Leftist students and teachers in West Bengal during a rally calling for Kashmir’s “azadi”. DNA
He then reminds of how the Indian armed forces who risked their lives to save Kashmiri people during the 2014 Kashmir floods – the worst in the state in over a century.
Singh writes that Wani encouraged youths against the very Indian armed forces which saved the lives of lakhs during the floods.
He reminds Kashmiris who hate the Indian armed forces and side with the separatists that it will be the Indian armed forces again who will come to the rescue if another 2014-like calamity ever strikes the state.
“Even if India wants, it cannot hold a plebiscite under the UN Convention because a key requirement under the convention is that Pakistan removes its army from Pak-occupied Kashmir.
“Kashmiris are being misled about this,” he writes.
A Kashmiri protester throwing a brick at a policeman during Wni protests in Srinagar, Kashmir.

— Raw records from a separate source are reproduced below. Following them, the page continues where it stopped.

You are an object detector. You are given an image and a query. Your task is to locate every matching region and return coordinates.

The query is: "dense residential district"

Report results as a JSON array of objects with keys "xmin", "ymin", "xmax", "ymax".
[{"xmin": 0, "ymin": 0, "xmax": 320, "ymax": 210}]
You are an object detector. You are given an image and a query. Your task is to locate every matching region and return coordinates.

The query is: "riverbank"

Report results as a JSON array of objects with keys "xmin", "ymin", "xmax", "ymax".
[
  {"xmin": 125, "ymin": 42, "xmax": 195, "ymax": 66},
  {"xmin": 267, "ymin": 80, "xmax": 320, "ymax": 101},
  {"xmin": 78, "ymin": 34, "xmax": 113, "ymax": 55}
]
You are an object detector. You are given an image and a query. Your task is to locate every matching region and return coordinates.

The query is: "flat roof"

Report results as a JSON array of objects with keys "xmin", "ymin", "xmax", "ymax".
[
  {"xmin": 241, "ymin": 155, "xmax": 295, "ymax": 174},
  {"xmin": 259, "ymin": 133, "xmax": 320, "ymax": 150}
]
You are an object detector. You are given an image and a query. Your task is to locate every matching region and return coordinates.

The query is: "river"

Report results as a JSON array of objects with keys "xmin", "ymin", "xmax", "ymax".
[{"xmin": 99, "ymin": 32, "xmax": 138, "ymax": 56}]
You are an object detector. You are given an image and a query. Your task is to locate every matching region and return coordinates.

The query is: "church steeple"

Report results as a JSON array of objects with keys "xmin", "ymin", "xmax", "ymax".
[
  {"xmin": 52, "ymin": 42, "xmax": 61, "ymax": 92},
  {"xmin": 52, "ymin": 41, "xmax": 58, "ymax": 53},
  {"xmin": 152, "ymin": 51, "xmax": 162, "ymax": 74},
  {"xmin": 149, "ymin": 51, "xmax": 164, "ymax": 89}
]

AP Photo/Mukhtar Khang
Referring to IAS topper Shah Faesal, Singh also expresses his grief at the fact that while one Kashmiri takes the gun another tops the civil services examination.
“The youth will have to decide which option will help them improve Kashmir’s situation,” he writes.
“Kashmir will be ours. It was in 1947 and it will forever be,” writes the minister, asking the Kashmiri youth whether to be a part of India’s rise which even the world is now acknowledging.